A number of commodity industries are struggling to attract younger workers.  The average age of farmers has been rising for some time.  The reputation of the oil industry has been under pressure over the issue of climate change; it appears that younger workers are shunning the industry over those concerns.  If this trend continues, the industry can only survive by improving productivity.

Although reducing carbon emissions is helpful in offsetting the potential impact of climate change, in reality, even if all carbon emissions stopped today, the existing levels will continue to affect the climate for decades.  To truly reverse the impact of carbon in the atmosphere, we would need to remove the carbon that already exists.  Scientists and engineers have been working for some time on such technologies.  We note reports that Occidental Petroleum (OXY, 13.95) is working with privately held Carbon Engineering to build a carbon capture plant in the Permian basin.  If this technology develops, it is probably the most promising route to dealing with climate change.

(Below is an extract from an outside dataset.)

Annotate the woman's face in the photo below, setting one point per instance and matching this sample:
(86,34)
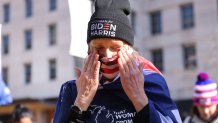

The Trump administration is attempting to trigger the “snapback” provisions of the Iran nuclear deal even after its withdrawal from it.  The U.S. is claiming that it is still a “participant” despite its withdrawal and thus can request a return to earlier weapons embargoes that were part of the original agreement if Iran failed to comply.  We doubt this will go anywhere, meaning that the conventional weapons ban will likely expire in October.  It remains to be seen how the administration will react if states begin selling arms to Iran.  Russia and China could both decide to sell arms to thwart U.S. goals with Iran.